You might wonder why we want to extract the features from an intermediate layer in a DCNN. The reasoning is that as the network learns to classify images into categories, each layer learns to identify the features that are necessary to perform the final classification. Lower layers identify lower-order features such as color and edges, and higher layers compose these lower-order features into higher-order features such as shapes or objects. Hence, the intermediate layer has the capability to extract important features from an image, and these features are more likely to help in different kinds of classification.

This has multiple advantages. First, we can rely on publicly available large-scale training and transfer this learning to novel domains. Second, we can save time on expensive training. Third, we can provide reasonable solutions even when we don’t have a large number of training examples for our domain. We also get a good starting network shape for the task at hand, instead of guessing it.

With this, we will conclude the overview of VGG16 CNNs, the last deep learning model defined in this chapter.

Deep Inception V3 for transfer learning

Transfer learning is a very powerful deep learning technique that has applications in a number of different domains. The idea behind transfer learning is very simple and can be explained with an analogy. Suppose you want to learn a new language, say Spanish. Then it could be useful to start from what you already know in a different language, say English.

Following this line of thinking, computer vision researchers now commonly use pretrained CNNs to generate representations for novel tasks [1], where the dataset may not be large enough to train an entire CNN from scratch. Another common tactic is to take the pretrained ImageNet network and then fine-tune the entire network to the novel task. For instance, we can take a network trained to recognize 10 categories of music and fine-tune it to recognize 20 categories of movies.

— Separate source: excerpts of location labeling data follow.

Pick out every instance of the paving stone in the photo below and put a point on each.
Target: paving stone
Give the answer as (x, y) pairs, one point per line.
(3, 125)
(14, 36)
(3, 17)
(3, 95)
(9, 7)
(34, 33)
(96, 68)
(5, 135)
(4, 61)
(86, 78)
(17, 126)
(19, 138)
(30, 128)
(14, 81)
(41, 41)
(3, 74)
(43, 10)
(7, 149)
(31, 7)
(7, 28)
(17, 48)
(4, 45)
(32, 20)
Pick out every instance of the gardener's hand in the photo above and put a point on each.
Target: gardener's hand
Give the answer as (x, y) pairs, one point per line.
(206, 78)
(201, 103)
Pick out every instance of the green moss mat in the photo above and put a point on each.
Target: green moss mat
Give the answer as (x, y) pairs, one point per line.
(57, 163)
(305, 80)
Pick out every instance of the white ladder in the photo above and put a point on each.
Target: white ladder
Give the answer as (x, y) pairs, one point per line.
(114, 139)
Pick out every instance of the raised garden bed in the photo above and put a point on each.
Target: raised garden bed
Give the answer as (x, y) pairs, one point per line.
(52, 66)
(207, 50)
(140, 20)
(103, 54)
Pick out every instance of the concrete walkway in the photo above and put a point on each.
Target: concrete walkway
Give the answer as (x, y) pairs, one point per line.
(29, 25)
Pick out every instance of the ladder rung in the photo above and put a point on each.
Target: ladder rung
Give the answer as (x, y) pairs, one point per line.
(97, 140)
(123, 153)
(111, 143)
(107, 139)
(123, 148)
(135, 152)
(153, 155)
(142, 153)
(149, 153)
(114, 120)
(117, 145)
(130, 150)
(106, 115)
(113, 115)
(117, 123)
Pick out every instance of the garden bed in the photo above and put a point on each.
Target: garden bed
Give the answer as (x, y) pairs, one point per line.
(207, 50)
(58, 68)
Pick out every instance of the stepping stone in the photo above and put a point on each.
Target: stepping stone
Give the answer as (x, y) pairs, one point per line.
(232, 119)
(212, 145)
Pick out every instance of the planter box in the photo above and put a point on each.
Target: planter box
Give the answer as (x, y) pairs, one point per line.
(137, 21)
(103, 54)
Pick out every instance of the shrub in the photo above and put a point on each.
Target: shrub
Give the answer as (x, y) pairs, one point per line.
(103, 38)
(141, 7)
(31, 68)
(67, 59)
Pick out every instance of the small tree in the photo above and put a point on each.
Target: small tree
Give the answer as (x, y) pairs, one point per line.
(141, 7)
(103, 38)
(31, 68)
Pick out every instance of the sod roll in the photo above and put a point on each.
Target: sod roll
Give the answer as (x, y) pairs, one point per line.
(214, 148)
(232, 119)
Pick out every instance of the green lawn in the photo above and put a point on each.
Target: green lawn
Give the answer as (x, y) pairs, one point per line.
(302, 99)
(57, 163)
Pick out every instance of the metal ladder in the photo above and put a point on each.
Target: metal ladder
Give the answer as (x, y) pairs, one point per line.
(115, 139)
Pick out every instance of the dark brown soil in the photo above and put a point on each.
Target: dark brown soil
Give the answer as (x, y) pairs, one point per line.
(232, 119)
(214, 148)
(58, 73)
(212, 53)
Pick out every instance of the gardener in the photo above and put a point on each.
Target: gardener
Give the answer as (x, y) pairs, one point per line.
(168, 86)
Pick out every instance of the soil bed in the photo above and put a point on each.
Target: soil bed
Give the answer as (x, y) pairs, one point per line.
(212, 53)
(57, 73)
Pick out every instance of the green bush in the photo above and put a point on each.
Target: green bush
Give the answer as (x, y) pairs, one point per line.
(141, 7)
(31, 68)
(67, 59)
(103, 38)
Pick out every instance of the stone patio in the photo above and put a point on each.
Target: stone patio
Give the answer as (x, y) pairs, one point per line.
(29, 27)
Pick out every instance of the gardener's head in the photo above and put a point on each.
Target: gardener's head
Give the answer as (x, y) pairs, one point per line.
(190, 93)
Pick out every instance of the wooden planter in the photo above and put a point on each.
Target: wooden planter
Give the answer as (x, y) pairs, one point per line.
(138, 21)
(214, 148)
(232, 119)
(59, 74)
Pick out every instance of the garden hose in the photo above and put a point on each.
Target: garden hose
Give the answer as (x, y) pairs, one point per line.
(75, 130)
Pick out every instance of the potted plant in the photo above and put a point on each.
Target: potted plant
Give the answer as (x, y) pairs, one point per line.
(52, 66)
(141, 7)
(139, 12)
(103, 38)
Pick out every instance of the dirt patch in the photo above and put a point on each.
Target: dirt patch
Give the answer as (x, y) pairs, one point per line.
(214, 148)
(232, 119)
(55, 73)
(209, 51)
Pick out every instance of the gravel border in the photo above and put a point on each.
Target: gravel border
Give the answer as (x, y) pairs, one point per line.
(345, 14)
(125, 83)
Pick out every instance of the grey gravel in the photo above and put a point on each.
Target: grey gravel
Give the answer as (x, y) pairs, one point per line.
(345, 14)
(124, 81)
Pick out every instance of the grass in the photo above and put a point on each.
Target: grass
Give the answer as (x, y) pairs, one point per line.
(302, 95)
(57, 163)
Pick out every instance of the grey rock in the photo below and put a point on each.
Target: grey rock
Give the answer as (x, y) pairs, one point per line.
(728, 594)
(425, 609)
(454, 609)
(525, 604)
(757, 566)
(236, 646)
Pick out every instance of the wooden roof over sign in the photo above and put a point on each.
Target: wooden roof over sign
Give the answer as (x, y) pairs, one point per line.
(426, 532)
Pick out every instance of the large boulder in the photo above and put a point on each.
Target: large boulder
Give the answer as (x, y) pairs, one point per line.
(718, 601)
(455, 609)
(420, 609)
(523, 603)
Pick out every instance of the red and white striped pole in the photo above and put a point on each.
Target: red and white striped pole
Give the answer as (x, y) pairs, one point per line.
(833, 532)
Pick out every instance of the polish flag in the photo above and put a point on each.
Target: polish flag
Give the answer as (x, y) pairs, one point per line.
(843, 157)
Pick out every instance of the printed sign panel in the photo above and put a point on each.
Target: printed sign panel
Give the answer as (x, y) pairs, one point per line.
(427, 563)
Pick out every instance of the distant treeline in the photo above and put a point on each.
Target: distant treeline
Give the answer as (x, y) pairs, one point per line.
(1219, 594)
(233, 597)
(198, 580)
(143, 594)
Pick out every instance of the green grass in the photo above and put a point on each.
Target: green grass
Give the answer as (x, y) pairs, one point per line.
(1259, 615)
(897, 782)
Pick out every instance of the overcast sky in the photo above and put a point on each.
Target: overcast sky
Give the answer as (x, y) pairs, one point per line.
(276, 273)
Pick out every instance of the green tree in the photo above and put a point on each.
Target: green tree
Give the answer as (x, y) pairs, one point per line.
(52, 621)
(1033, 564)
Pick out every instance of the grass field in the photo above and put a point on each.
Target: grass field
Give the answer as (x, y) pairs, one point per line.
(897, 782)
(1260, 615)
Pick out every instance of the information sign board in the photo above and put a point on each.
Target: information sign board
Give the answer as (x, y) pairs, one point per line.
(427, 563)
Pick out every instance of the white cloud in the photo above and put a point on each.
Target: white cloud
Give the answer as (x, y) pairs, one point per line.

Inception V3 is a very deep ConvNet developed by Google [2]. tf.Keras implements the full network, as described in Figure 3.14, and it comes pretrained on ImageNet. The default input size for this model is 299x299 on three channels:

Figure 3.14: The Inception V3 deep learning model

This skeleton example is inspired by a scheme available online (see https://keras.io/applications/). Let’s suppose we have a training dataset D in a different domain from ImageNet. D has 1,024 features in input and 200 categories in output. Let’s look at a code fragment:

import tensorflow as tf
from tensorflow.keras.applications.inception_v3 import InceptionV3
from tensorflow.keras.preprocessing import image
from tensorflow.keras import layers, models
# create the base pre-trained model
base_model = InceptionV3(weights='imagenet', include_top=False)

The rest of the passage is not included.